Heather todavía podía ver en su mente aquel lunar. Lo había visto dos veces más antes de que lo extirparan, y una vez, incluso, después de la operación, cuando flotaba en un pequeño frasco antes de que se lo llevaran a analizar al laboratorio, sólo para estar seguros de que no era maligno. Como le había prometido a Becky, nunca le había dicho ni una palabra a Kyle de la operación de cirugía plástica. La seguridad social de Ontario no la cubría (era, después de todo, algo puramente cosmético), pero costaba menos de cien pavos; Heather pagó con su tarjeta monedero y se llevó a su hija de vuelta a casa, mucho más feliz ahora.

Conjuró una imagen de los pechos de su hija, beige, suaves, en punta, con el lunar entre ellos. Y conectó esa imagen en la matriz de los recuerdos de Kyle, buscando una igual.

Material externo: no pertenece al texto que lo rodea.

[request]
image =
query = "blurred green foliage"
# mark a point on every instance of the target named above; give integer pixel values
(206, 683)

Su propia memoria podía haberse deteriorado… habían pasado unos tres años , después de todo. Trató de imaginar unos pechos algo más grandes, pezones de color distinto, lunares más grandes y más pequeños.

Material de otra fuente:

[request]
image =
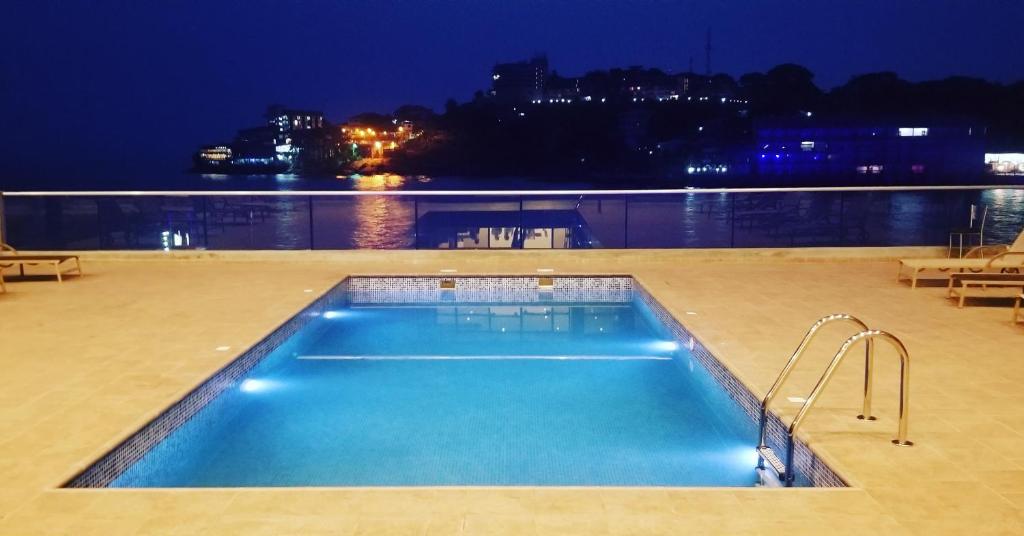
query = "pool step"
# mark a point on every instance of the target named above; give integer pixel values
(769, 455)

Pero no había ninguna imagen similar. Kyle nunca había visto el lunar.

Venía a mi habitación, me hacía quitarme la camisa… tocaba mis pechos, y luego…

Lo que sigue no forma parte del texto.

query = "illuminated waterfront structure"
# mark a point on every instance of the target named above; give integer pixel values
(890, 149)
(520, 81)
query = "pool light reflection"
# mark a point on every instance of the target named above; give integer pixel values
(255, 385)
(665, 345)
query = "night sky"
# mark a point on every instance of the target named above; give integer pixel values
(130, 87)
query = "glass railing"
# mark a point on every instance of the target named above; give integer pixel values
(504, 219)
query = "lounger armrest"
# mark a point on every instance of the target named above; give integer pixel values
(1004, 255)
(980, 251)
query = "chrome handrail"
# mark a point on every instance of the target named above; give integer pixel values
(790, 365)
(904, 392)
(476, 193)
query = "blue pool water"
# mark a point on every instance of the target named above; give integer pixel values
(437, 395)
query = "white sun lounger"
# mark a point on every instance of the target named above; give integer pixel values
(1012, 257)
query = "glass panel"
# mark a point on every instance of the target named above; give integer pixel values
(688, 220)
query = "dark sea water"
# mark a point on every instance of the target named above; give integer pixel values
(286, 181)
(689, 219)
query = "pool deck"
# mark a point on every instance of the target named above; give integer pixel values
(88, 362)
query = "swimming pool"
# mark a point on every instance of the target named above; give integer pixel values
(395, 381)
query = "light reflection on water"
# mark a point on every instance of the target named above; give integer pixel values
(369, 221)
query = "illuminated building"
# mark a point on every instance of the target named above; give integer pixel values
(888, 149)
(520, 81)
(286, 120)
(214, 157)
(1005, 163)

Y luego, nada. Kyle nunca había visto a su hija sin camisa… al menos no después de la pubertad, no cuando tenía pechos de verdad.

Heather sintió que todo su cuerpo temblaba. Nunca había sucedido. Nada. No había habido ningún abuso.

Brian Kyle Graves era un buen hombre, un buen marido… y un buen padre. Nunca le había hecho daño a su hija. Heather estaba segura de ello. Por fin, estaba segura.

Las lágrimas le corrían por la cara. Apenas era consciente de ellas: la humedad, el sabor salado mientras algo se le metía en la boca, una intrusión del mundo exterior.